Die neuen Eigentümerinnen und Eigentümer sind an die vertraglich vereinbarten Kündigungsfristen und -termine gebunden. Sie können jedoch unmittelbar nach dem Kauf dringenden Eigenbedarf geltend machen und den Vertrag mit einem Sonderkündigungsrecht auflösen. Gemäss Artikel 261 Absatz 2 OR können die neuen Eigentümerinnen und Eigentümer «das Mietverhältnis mit der gesetzlichen Frist auf den nächsten gesetzlichen Termin kündigen, wenn sie einen dringenden Eigenbedarf für sich, nahe Verwandte oder Verschwägerte geltend machen». Lassen sie diese Kündigungsfrist verstreichen, müssen sie sich an die im Mietvertrag festgelegten Kündigungsfristen und -termine halten.
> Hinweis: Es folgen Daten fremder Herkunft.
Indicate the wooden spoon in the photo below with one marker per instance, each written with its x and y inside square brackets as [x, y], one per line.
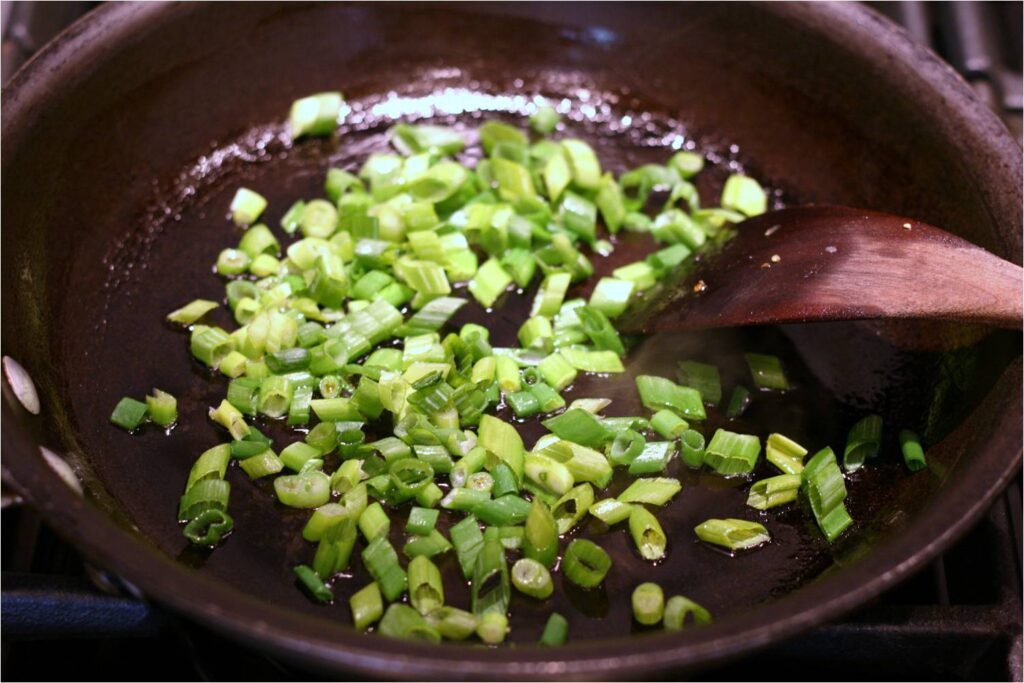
[835, 263]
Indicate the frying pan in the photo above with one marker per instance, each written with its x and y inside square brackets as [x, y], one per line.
[124, 137]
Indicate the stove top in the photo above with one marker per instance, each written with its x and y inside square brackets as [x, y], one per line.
[958, 619]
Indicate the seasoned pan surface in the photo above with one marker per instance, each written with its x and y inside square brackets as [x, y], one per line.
[136, 223]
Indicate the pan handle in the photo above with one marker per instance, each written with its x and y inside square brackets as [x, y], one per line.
[37, 606]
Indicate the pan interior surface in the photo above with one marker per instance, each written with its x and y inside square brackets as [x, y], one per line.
[140, 217]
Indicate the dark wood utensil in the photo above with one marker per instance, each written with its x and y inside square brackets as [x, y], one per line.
[814, 263]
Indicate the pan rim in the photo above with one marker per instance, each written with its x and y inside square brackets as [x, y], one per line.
[101, 540]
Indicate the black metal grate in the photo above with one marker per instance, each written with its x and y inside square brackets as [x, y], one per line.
[957, 620]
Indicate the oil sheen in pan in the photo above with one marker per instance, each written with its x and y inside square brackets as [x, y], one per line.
[167, 258]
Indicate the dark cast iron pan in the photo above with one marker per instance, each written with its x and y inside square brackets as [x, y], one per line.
[124, 138]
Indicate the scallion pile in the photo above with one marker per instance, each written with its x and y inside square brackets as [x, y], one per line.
[343, 330]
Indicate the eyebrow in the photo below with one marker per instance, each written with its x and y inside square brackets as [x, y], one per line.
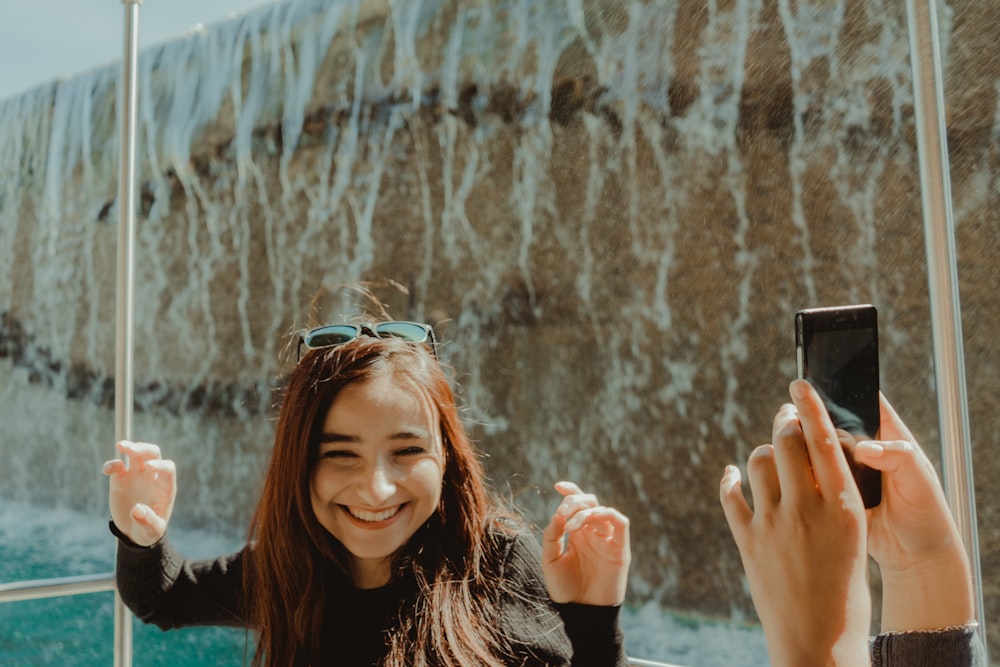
[401, 435]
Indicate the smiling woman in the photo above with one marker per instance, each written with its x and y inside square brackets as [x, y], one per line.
[375, 540]
[379, 473]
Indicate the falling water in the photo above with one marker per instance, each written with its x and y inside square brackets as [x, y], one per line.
[611, 211]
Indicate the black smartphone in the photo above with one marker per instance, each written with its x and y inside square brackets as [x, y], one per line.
[836, 349]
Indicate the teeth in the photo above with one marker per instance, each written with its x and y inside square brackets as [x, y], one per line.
[373, 516]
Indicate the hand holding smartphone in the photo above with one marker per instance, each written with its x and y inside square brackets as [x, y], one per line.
[836, 350]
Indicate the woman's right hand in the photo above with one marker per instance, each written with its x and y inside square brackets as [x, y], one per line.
[142, 492]
[926, 575]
Mieterinnen und Mieter können die Kündigung innert 30 Tagen anfechten und in begründeten Härtefällen eine angemessene Erstreckung des Mietverhältnisses verlangen.

Mietzinserhöhung nach dem Hausverkauf

Gemäss Artikel 269a OR können die neuen Eigentümerinnen und Eigentümer die Mietzinse erhöhen, beispielsweise um sie den orts- und quartierüblichen Mietzinsen anzupassen oder wenn sie eine ungenügende Bruttorendite erwirtschaften. Berufen sie sich auf die ungenügende Bruttorendite, müssen sie die Erhöhung auf den nächstmöglichen Kündigungstermin nach dem Grundbucheintrag verlangen. Verpassen sie diesen Termin, können sie sich nicht mehr auf die ungenügende Rendite berufen. Fechten Mieterinnen und Mieter die Mietzinserhöhung an, müssen die neuen Eigentümerinnen und Eigentümer vor der Schlichtungsstelle beweisen, dass die Rendite ungenügend ist. Ist sie ungenügend, weil der Kaufpreis übersetzt war, dürfen die neuen Eigentümerinnen und Eigentümer die Mieten nicht erhöhen.